Pre and co requisites



• facilitate students’ application of advanced skills in reading, critical thinking and argument to key aspects of contemporary literary study.
• develop and expand students’ understanding of the ways in which writers and readers move across and between national and cultural borders in an increasingly globalized world.
• facilitate the development of advanced critical abilities in the analysis of literary texts.
• enable students to develop advanced skills in academic argument, essay writing, research, and bibliographic skills.

Learning outcomes

On successful completion of this course a student will be able to:

1 Understand how national and cultural identities are constructed through language, literature and performance
2 Demonstrate knowledge of theoretical approaches in relation to canonicity, world literatures, varieties of English and the reception, and postcolonial appropriation and production of texts
3 Consider the ways in which texts may transcend national boundaries
4 Use relevant interpretive strategies to provide close readings of world literatures
5 Trace relevant thematic, formal and theoretical relations between the texts studied on the course
6 Demonstrate enhanced skills of essay construction, argument and research.

Indicative content

The course examines the ways in which literature has developed in response to developments in thinking about gender, the end of colonialism and globalization. We begin with a consideration of the contexts of colonialism and the significance of postcolonial appropriation of canonical texts for the formation of identities. We then move on to analyze broader theories relating to world literatures and the examination of identity is extended in the study of contemporary texts. Key themes include travel, diaspora, decolonization, borders and borderlessness, ecology, language, memory and the role of the transnational artist. The course ends with a consideration of transnationalism in literary studies and aims to facilitate critical thinking about globalization, gender and literary representation.

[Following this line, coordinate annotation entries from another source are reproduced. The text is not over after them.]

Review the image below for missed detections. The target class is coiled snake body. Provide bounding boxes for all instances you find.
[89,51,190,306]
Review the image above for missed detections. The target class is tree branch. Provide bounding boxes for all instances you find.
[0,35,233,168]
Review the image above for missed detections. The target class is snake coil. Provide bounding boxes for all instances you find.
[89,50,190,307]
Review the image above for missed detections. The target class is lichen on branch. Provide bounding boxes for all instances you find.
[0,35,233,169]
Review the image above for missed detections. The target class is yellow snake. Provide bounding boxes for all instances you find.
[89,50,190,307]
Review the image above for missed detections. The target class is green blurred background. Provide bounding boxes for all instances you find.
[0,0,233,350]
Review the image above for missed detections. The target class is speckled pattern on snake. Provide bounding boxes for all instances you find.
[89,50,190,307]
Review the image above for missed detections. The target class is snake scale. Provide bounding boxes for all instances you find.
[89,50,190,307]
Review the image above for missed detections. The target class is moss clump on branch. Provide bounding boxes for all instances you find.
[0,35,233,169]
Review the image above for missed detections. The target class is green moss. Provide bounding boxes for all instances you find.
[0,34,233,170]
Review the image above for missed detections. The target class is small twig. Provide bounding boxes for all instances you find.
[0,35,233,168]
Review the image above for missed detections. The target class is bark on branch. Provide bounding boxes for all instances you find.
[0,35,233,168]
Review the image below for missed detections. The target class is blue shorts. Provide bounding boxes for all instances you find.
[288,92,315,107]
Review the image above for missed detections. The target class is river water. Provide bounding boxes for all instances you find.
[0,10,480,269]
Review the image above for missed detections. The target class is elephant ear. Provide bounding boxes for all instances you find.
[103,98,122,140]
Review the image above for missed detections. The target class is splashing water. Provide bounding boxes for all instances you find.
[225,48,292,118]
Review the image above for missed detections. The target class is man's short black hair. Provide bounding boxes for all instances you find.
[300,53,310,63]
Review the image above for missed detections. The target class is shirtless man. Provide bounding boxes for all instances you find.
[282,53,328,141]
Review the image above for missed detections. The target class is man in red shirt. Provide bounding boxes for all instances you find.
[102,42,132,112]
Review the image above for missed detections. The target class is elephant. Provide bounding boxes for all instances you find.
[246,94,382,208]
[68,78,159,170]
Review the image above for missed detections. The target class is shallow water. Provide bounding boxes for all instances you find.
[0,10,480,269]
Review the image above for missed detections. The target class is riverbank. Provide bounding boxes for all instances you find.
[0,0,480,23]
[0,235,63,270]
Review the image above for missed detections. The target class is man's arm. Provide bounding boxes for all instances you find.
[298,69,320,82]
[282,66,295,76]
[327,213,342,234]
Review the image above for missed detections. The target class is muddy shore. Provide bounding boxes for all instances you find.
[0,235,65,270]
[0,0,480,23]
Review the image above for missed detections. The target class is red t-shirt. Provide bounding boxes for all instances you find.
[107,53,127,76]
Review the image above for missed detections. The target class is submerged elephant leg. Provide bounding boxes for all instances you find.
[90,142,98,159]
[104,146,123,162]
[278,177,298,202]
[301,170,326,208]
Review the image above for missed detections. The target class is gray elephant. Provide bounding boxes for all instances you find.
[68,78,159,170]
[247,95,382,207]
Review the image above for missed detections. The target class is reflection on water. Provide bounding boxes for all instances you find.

Teaching and learning activity

There will be a lecture followed by a seminar. The teaching in seminars will focus on students developing their close reading, critical and oral presentation skills in relation to the themes and learning outcomes of the course.


Essay Draft 1 - 10% weighting, 40% pass mark.
Learning outcomes 1 - 6.
Essay draft or detailed plan on two or more course texts.

Essay Draft 2 - 10% weighting, 40% pass mark.
Learning outcomes 1 - 6.
Essay draft or detailed plan on two or more course texts.

Portfolio 80% weighting, 40% pass mark.
Learning outcomes 1 - 6.
Portfolio containing the two previously submitted essay draft /plans, having been developed into full essays in the light of tutor feedback.

Students are not required to pass all components in order to pass the course.